O rapper e produtor musical Sean Combs – também conhecido pelos nomes artísticos “Puff Daddy” e “P. Diddy” – foi detido a 16 de setembro em Nova Iorque, acusado de tráfico sexual, extorsão, subornos e transporte para prostituição. Um dos nomes mais influentes do mundo do Hip Hop americano, admirado por milhões de fãs em todo o mundo, Diddy está agora a ser investigado pela justiça norte-americana num caso que está a chocar os Estados Unidos.

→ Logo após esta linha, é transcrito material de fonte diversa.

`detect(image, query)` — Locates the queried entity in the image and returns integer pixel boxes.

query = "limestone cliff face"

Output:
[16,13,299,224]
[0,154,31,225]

Quem é Sean “Diddy” Combs?
Conhecido por “Puff Daddy”, “P. Diddy” ou só “Diddy”, Sean Combs é um artista e produtor de música norte-americano, muito influente na indústria. Fundador da gravadora Bad Boy Records – criada em 1993 ao lado de Jay-Z – Combs, de 53 anos, está por detrás da carreira de grandes nomes do género musical Hip Hop como Notorious B.I.G., Mary J. Blige, Usher, Lil Kim, Faith Evans e 112. O autodenominado ‘bad boy’ da música expandiu também os seus negócios ao mundo da televisão e moda, acumulando uma fortuna de centenas de milhões de dólares.
Ao longo de três décadas de carreira, “Diddy” teve alguns problemas com a justiça norte-americana. Em 1998 foi detido após agredir o produtor de música Steve Soute com uma garrafa de champanhe e uma cadeira. Mas as acusações foram retiradas depois de emitir um pedido de desculpas público. No ano seguinte, em 1999, o músico foi detido novamente ao lado da cantora Jennifer Lopez, sua companheira na altura, após um confronto com armas num clube noturno de Manhattan que feriu gravemente duas pessoas. Combs, acusado de posse de arma e suborno, foi considerado inocente.
Mas denúncias de violência sexual só surgiriam em 2019 quando Gina Huynh, uma ex-namorada de Combs, alegou ter sido vítima de abusos físicos e emocionais, sem nunca ter, no entanto, apresentado queixa.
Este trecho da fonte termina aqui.